After a hesitant pause she stated, "Armida."

"Does that come with a last name?"

"You're going to have to push harder than that for it."

"Then that shall be my goal for the night." Bohdan pushed his chest out and sat down with a great sense of pride.

Armida smiled for the first time in a month. Remendo took another shot of his "World Famous Father Rodriguez's Devil Spit" and shook his head in disbelief.


	3. The Boat Story

Remendo took a swig of the second wine bottle as the grand annoyance continued to jabber away to the lovely señorita.

"Would you like to hear the tale of how I got this bar?" Bohdan said pointing at a rectangular piece of metal painted green on his chest.

"Not particularly," Armida surprised him. "I'd rather hear about…" She searched the many awards he so proudly displayed for one that she recognized. Armida could not find one, so she instead poked her forefinger at a brass badge that was roughly in the shape of a chicken's foot print and held up by a red piece of cloth. "This one."

"A fine choice indeed, Madame." Pushkar ran his right hand through his long red hair and grasped it at the base of his head, deciding to pull it into a neatly done ponytail rather than let it hang in his face all night. A curtain on either side still remained, but that was fine. He liked the way it framed his face. "It was when I was with the fifth armada defending against the Muslims."

"The Muslims have boats?"

"Of course, they must travel somehow." Bohdan shooed the idea aside and with great enthusiasm, continued his story, making sure to add any sound effect or gesture he could.

"Anyway, so I'm at the rear of the fleet, ready to charge if attackers are spotted in the distance, when all of a sudden, I hear a sound like lightning chopping down a forest. I turn to my left and what do I see? It's Kapitan Leytenant Czyz firing at my ship! I have a boy yell over to check if it was a misfire, and he shoots at me again. Takes the boy's-" He paused. "Would you rather I leave out any of the gruesome details?"

"I would very much appreciate that," responded the Spanish beauty before him.

"Alright then, let me continue." The Kontr-Admiral seemed disappointed and repositioned himself to more properly tell his tale. "I lost some of my men in the carnage of the second cannon shot. It was not an accident. I tried to signal the Admiral at the center of the formation, but he was unresponsive for a reason that was a miss to me at the time. Later I'd learn my commanding officer was having himself a nice little nap, something he'd be court marshaled for afterward. With my ship being blown to pieces, I did the only thing a reasonable man of my stature would do."

Bohdan took a long pause as if Armida was about to fill in the next blank. Instead she took a sip of her beer and gave him a questioning look. "…Which was?"

"I first told my crew to fire upon Kapitan Leytenant Czyz's ship. A few of our cannons connected to their targets, but after a few blasts, something was amiss. The cannons had stopped firing."

"Ran out of cannons?" Armida interrupted.

The look on Pushkar's face was one of repressed anger. "Yes, that's what happened, but there's more." He tried to return to his usual grinning self, but that anger underneath was inescapable. "Czyz had stolen most of them for his own ship, as he had done with most of the others. That's why I didn't receive the help I was expecting from the fifth armada. So seizing the fact that mine was the closest ship to his, I grabbed a rope and shouted for my men to follow my lead. And then-"

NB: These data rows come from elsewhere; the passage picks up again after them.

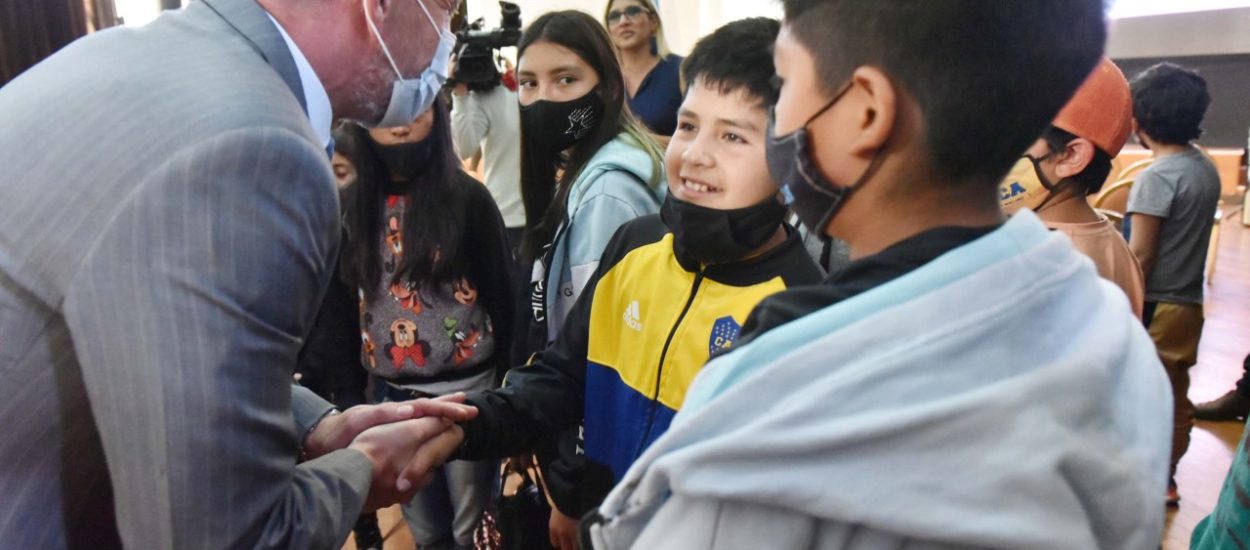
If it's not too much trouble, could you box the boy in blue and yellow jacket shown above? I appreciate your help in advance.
[459,19,821,549]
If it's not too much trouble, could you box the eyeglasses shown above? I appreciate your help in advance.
[608,6,651,25]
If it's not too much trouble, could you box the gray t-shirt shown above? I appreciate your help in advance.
[1129,148,1220,304]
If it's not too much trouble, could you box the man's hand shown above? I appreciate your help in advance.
[348,418,459,511]
[304,394,478,459]
[548,506,578,550]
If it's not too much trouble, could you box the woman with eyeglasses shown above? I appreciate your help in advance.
[604,0,681,139]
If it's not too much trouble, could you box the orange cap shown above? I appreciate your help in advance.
[1053,58,1133,156]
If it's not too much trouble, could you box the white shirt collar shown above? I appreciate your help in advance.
[265,11,334,148]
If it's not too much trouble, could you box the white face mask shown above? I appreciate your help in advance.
[361,0,456,128]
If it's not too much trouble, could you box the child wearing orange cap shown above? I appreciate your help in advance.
[1000,58,1145,319]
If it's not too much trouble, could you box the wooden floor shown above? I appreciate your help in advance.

"You swung across to the other man's boat." Armida took another swig of her beer only to find out the bottle was empty. She checked her pockets for a few real-coin, of which she had one. Beer cost three. "Do you happen to have any more in that bag you presented earlier?"

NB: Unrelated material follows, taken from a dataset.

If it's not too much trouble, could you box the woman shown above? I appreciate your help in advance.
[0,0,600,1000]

"I do," the gentleman stated. "But the real question is this: did you really want to know what happened or do you find this story predictable?"

Armida was caught off guard. "Oh no, I love the story. It sounds like something out of a high adventure book. The only reason I find it so predictable is because I've heard fantastic stories like this all my life, but it's nice to hear that things like that can actually happen. I'm sorry if I offended you."

Bohdan gave a self-important smile and then said, "Not at all, madam. I merely wish you the greatest enjoyment a woman could have."

"Then continue your story and buy me another of these if Indigo has anymore." She waggled her empty bottle as an example.

"So you wish it, so it shall come true." Pushkar made a grand gesture and got back up to the bar.

Armida put her head in her hands and wipe the drowsiness from her face. He was attractive enough, but this was all just another show by a horny man wishing to expand his conquests. She wasn't having any of it, but at least she could get a few drinks out of him.

And bring them he did. "So, where were we?"

"You had valiantly swung off your own boat in order to take the traitorous Kapitan Leytenant Czyz's ship," Armida replied, now feigning interest so that her true colors weren't seen.

"Ah yes, the rope." Bohdan resituated himself in order to tell the story more effectively. "So I swing across, pistol on my belt, sword in my hand and fight my way through the men following Czyz's orders. A few of my men jumped alongside me, like the good sailors they were, and ventured into the fray. Limbs were severed, blood was spilled- You didn't want to hear about the gore did you?"

Armida tipped her bottle towards him as if tipping her hat. "I am not one for tales based purely on violence."

"As is to be expected of a lady." Pushkar's hand made a wide sweeping gesture and his smile was intact. "So four of my men and I battle our way through the ship's ranks, felling the ones who turned their backs on the Great Armada, until finally, Admiral Hresko had seen our situation and rallied the other ships around his. Kapitan Leytenant Czyz surrendered to my blade, and for my valor, I was given this." He held up the badge with much pride. "So," he continued, "is this sufficient work to learn your full title?"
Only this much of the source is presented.